Digital Signal and Image Processing

Dr. Sven Hirsch and Prof. Gabor Székely

Lectures and Exercises
Friday, 13-16 hrs, CAB H56
Course Material

Objective:The lecture provides an introduction to basic methods of digital image signal processing covering the following major topics: linear shift invariant systems and their characterization, the Fourier transform, signals in the spatial and frequency domain as well as sampling, quantization and interpolation. Theoretical and implementational issues about 1D and 2D FIR and IIR filters are also discussed.

Contents: The goal of the lecture is to provide an introduction to basic knowledge and methods of signal processing, which is necessary to follow subsequent courses in visual computing (like computer graphics, computer vision or pattern recognition). While mostly concentrating on the processing of higher dimensional signals (2D, 3D), the course will be self-contained and discusses the underlying concepts also for the 1D (time-dependent) case.
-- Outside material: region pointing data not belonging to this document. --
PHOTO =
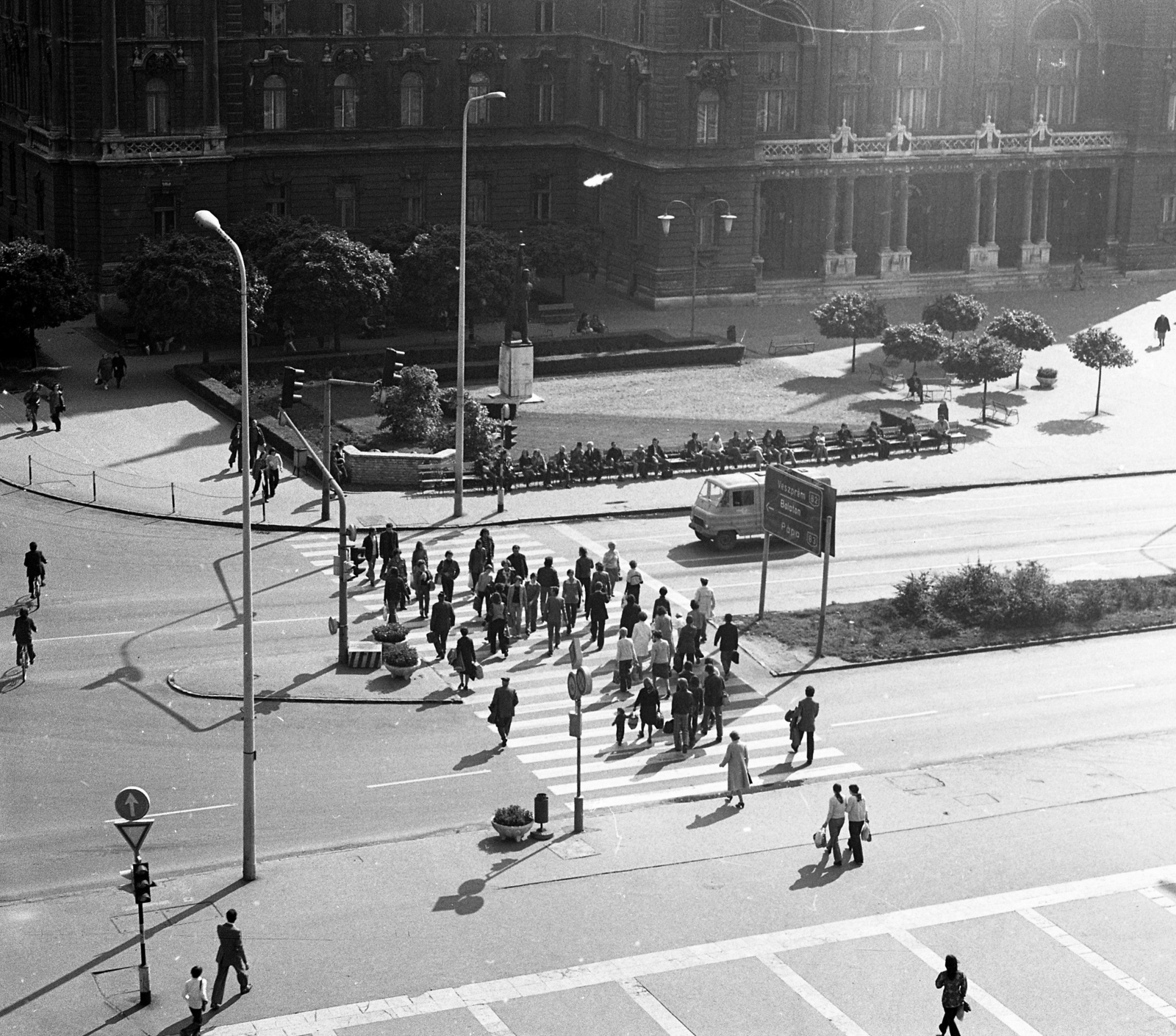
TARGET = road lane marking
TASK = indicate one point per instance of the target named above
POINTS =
(176, 812)
(883, 718)
(1121, 979)
(440, 777)
(1088, 690)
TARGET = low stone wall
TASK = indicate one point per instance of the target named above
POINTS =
(386, 469)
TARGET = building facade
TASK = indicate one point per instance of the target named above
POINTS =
(864, 141)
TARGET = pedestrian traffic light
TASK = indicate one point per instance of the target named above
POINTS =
(392, 367)
(140, 881)
(292, 386)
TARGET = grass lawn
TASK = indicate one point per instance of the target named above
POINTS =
(873, 631)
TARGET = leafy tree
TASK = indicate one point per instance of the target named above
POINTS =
(913, 343)
(320, 278)
(413, 408)
(562, 251)
(1100, 349)
(188, 287)
(1023, 329)
(850, 315)
(39, 287)
(980, 360)
(956, 312)
(429, 274)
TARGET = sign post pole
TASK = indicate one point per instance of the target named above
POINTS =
(825, 587)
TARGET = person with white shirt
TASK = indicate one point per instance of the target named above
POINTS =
(196, 993)
(834, 821)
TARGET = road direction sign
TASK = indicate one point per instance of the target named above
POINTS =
(132, 804)
(795, 508)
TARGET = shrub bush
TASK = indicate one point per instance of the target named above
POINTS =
(514, 816)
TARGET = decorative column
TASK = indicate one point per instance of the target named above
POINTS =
(1111, 215)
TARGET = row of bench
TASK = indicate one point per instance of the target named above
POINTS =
(438, 478)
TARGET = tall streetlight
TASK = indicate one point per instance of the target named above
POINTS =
(248, 841)
(728, 219)
(459, 460)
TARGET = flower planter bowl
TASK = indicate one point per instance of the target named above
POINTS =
(512, 833)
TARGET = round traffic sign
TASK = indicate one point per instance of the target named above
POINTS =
(132, 804)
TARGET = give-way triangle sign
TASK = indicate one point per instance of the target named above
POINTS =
(135, 832)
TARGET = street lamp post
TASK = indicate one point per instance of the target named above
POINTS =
(248, 841)
(666, 219)
(459, 461)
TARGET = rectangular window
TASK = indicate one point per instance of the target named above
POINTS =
(346, 19)
(546, 111)
(273, 18)
(156, 26)
(713, 32)
(345, 205)
(478, 200)
(164, 214)
(276, 200)
(541, 199)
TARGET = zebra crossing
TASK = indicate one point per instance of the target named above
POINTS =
(612, 776)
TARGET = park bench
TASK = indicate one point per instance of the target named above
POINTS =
(1005, 414)
(789, 349)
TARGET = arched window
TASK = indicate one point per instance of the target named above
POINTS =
(347, 98)
(707, 118)
(919, 94)
(779, 68)
(158, 117)
(412, 100)
(479, 86)
(1056, 41)
(273, 102)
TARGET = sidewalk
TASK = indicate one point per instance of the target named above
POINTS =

Only basic concepts of real and complex analysis and probability theory will be assumed to be known.

Prerequisites: Basic concepts of mathematical analysis and linear algebra. The computer exercises are based on UNIX and C. The course is given in English, but German can also be used for questions during the lectures, for the exercises and at the exams.

Course material: Script, computer demonstrations, exercises and problem solutions.